Although snowmobiling is a fun-filled winter recreational activity, it can result in severe, permanent injuries or even loss of life. In the United States, snowmobile accidents account for 14,000 injuries and 200 fatalities each year during the winter season.
Snowmobile Popularity and Dangers
Besides creating fun-packed, family-friendly outdoor activities, snowmobiles are reliable means of transportation in regions with chilly winter climates and large stacks of snow. Over two million people in the United States ride snowmobiles frequently during the winter season to explore the outdoors and traverse the snow-covered area.

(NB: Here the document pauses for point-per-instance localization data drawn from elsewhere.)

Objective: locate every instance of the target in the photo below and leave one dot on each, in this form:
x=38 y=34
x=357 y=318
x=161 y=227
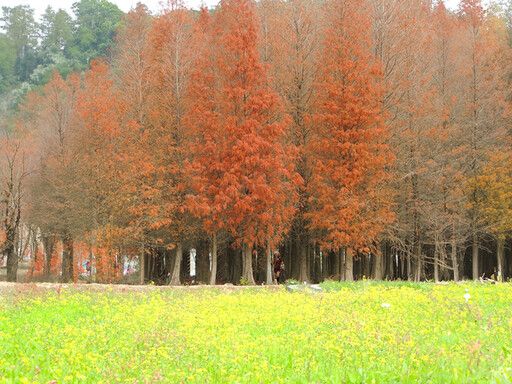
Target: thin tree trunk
x=247 y=264
x=455 y=262
x=377 y=264
x=436 y=260
x=175 y=278
x=500 y=254
x=142 y=262
x=409 y=265
x=349 y=264
x=269 y=265
x=213 y=274
x=48 y=244
x=475 y=256
x=417 y=273
x=67 y=258
x=303 y=267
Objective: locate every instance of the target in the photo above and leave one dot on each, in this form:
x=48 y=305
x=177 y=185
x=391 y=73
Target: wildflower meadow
x=361 y=332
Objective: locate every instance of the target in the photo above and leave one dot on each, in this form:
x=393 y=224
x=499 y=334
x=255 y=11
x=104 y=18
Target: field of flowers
x=355 y=333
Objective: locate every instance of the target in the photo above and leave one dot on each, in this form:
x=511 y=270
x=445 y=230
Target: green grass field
x=352 y=333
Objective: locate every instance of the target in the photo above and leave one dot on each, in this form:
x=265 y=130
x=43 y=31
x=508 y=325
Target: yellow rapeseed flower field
x=352 y=333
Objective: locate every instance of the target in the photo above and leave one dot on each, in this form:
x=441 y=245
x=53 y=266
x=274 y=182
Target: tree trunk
x=48 y=244
x=377 y=264
x=12 y=261
x=436 y=261
x=213 y=274
x=303 y=253
x=269 y=265
x=67 y=258
x=500 y=253
x=409 y=266
x=455 y=262
x=475 y=256
x=142 y=262
x=349 y=264
x=247 y=274
x=175 y=278
x=390 y=257
x=417 y=272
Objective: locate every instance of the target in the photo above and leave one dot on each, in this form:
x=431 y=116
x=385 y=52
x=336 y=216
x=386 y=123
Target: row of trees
x=358 y=137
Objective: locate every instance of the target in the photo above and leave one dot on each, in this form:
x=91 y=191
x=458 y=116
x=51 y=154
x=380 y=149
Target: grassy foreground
x=356 y=333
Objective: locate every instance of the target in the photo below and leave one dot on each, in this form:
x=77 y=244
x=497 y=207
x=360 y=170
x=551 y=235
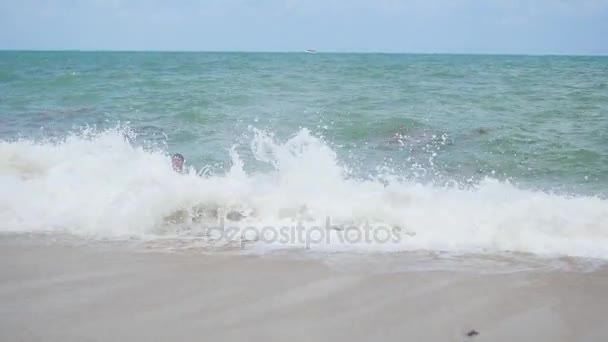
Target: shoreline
x=62 y=292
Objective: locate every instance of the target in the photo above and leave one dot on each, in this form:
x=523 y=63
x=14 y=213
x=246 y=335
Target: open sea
x=371 y=153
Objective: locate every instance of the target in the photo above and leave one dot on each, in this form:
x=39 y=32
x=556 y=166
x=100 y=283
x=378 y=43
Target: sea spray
x=101 y=185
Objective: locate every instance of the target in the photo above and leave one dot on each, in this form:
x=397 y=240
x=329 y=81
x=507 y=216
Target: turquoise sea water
x=454 y=152
x=541 y=121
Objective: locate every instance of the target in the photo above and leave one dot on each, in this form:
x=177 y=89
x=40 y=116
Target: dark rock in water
x=472 y=333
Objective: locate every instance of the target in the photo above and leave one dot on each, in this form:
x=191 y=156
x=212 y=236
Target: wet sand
x=58 y=292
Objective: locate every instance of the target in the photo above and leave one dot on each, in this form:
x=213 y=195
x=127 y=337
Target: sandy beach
x=62 y=292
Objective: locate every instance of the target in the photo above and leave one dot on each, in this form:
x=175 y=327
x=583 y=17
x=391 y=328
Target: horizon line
x=305 y=51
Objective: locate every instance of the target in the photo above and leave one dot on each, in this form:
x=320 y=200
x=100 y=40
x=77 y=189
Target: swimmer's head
x=177 y=161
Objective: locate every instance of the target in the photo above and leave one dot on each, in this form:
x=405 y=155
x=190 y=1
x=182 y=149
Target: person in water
x=177 y=161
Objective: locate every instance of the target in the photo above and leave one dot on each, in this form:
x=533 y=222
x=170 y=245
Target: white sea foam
x=99 y=185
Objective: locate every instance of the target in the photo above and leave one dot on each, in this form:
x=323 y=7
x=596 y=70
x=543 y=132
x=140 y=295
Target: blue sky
x=452 y=26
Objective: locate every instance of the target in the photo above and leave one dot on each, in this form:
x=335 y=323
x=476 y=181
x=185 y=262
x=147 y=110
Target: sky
x=416 y=26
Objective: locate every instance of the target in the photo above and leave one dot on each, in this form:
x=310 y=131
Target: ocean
x=372 y=153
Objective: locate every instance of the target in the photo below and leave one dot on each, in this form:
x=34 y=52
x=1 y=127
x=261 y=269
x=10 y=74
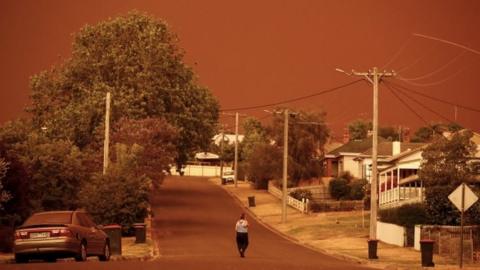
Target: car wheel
x=50 y=259
x=82 y=253
x=106 y=253
x=21 y=258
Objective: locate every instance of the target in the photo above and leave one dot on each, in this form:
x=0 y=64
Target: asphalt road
x=193 y=225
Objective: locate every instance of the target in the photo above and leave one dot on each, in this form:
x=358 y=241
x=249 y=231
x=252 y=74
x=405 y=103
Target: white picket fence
x=302 y=206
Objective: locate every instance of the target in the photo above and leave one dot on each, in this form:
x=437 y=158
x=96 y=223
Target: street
x=193 y=225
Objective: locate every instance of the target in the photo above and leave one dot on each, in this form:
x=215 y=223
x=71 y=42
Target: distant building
x=228 y=138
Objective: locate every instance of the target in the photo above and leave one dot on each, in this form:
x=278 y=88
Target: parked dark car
x=60 y=234
x=228 y=177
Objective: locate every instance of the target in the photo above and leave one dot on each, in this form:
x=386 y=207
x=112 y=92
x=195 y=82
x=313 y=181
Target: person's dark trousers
x=242 y=243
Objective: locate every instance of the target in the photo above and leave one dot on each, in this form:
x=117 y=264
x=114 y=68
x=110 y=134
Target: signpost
x=463 y=198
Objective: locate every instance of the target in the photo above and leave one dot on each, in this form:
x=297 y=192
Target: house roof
x=206 y=156
x=228 y=138
x=356 y=146
x=386 y=148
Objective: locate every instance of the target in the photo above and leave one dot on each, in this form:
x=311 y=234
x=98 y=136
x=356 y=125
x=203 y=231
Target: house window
x=367 y=172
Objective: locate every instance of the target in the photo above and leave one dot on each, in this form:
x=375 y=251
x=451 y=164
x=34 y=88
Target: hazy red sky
x=254 y=52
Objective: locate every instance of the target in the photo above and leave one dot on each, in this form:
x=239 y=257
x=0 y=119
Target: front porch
x=398 y=186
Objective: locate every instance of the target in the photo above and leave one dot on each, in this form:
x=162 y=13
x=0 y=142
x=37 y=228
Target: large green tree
x=120 y=196
x=358 y=129
x=4 y=195
x=255 y=133
x=447 y=163
x=156 y=138
x=137 y=58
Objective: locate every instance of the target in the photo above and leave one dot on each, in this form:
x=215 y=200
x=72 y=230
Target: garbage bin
x=372 y=249
x=114 y=233
x=140 y=232
x=426 y=248
x=251 y=201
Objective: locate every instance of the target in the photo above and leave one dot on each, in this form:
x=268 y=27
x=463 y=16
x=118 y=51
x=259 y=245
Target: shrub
x=120 y=196
x=439 y=209
x=117 y=199
x=339 y=188
x=407 y=215
x=357 y=189
x=319 y=207
x=300 y=194
x=327 y=206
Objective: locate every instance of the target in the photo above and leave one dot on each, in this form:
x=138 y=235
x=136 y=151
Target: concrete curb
x=294 y=240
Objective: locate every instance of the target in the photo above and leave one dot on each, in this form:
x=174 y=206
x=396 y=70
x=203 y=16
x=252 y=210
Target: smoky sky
x=251 y=53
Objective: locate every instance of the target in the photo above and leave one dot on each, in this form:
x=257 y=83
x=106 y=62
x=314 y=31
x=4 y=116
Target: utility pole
x=221 y=152
x=374 y=77
x=236 y=150
x=106 y=142
x=285 y=164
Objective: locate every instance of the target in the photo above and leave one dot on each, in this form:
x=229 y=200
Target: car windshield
x=49 y=218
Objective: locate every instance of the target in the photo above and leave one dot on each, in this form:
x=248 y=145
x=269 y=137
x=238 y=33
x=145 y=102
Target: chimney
x=406 y=135
x=396 y=148
x=346 y=136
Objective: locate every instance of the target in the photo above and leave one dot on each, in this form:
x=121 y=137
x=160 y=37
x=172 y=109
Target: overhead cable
x=293 y=99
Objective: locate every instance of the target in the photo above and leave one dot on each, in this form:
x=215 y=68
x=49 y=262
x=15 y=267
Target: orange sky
x=254 y=52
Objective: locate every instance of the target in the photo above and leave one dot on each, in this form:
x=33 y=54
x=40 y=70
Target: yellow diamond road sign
x=456 y=197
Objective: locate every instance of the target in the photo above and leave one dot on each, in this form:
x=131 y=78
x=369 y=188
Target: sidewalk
x=336 y=233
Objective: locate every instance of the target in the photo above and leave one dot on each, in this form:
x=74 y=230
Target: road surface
x=193 y=225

Snowmobiling exposes riders to serious risks because of the vehicle’s weight, swiftness, absence of structural protections, and capability to overturn and become airborne. Most snowmobile accidents tend to happen during chilly conditions and intense snowfall with inadequate visibility. When they happen, these accidents result in serious injuries such as head injuries, traumatic brain injuries, fractured or broken bones, knee, back, and neck injuries, disabilities, and even death.
If a person is injured in a snowmobile accident caused by manufacturing defects and mechanical malfunction, he or she can receive compensation for injuries and damages by suing the at-fault person or entity. The injured person should seek the help of a personal injury lawyer to increase the chances of the claim becoming successful.
Snowmobiling Safety Tips
The International Snowmobile Manufacturers Association (ISMA) supports safety during snowmobiling by frequently issuing precautions that help lower the risk of accidents and injuries. Some of the most important snowmobiling safety measures include:
Taking a Safety Course
In most places, a person must provide a safety course certificate or license before he or she is allowed to ride a snowmobile. However, even if it isn’t mandatory, taking at least a short safety course to avoid injuries and gain a clear understanding of the activity itself is a wise decision.
Assessing the Weather and Known Trails
Harsh weather conditions and dangerous trails increase the risk of wintertime injuries by making riding a snowmobile hard. A snowmobiler should, therefore, avoid riding during harsh weather conditions and on untested and dangerous trails.
Wearing the Right Safety Gear
A snowmobiler should put on the right safety clothing and gear. These safety gears include a helmet, goggles, quality water repellent boots, warm gloves, and a windproof outer layer.
Examining the Snowmobile
Although a snowmobiler might not be an approved mechanic, he or she can discover many things by just looking. If the snowmobiler discovers anything unusual on the snowmobile, he or she should notify the person in charge and avoid driving it.
Riding with a Partner
Bringing someone familiar with the trails and the snowmobiling activity itself will make the experience more enjoyable and memorable. In case of a problem, there will be someone to assist the snowmobiler or call for help.
Studies have shown that snowmobiling can be safer when snowmobilers follow the recommended safety measures. With the right safety precautions, plenty of snowmobiling injuries can be avoided. However, if a snowmobile accident occurs because of negligence or recklessness of another individual, company, or entity, the injured party can file a compensation claim against the at-fault party.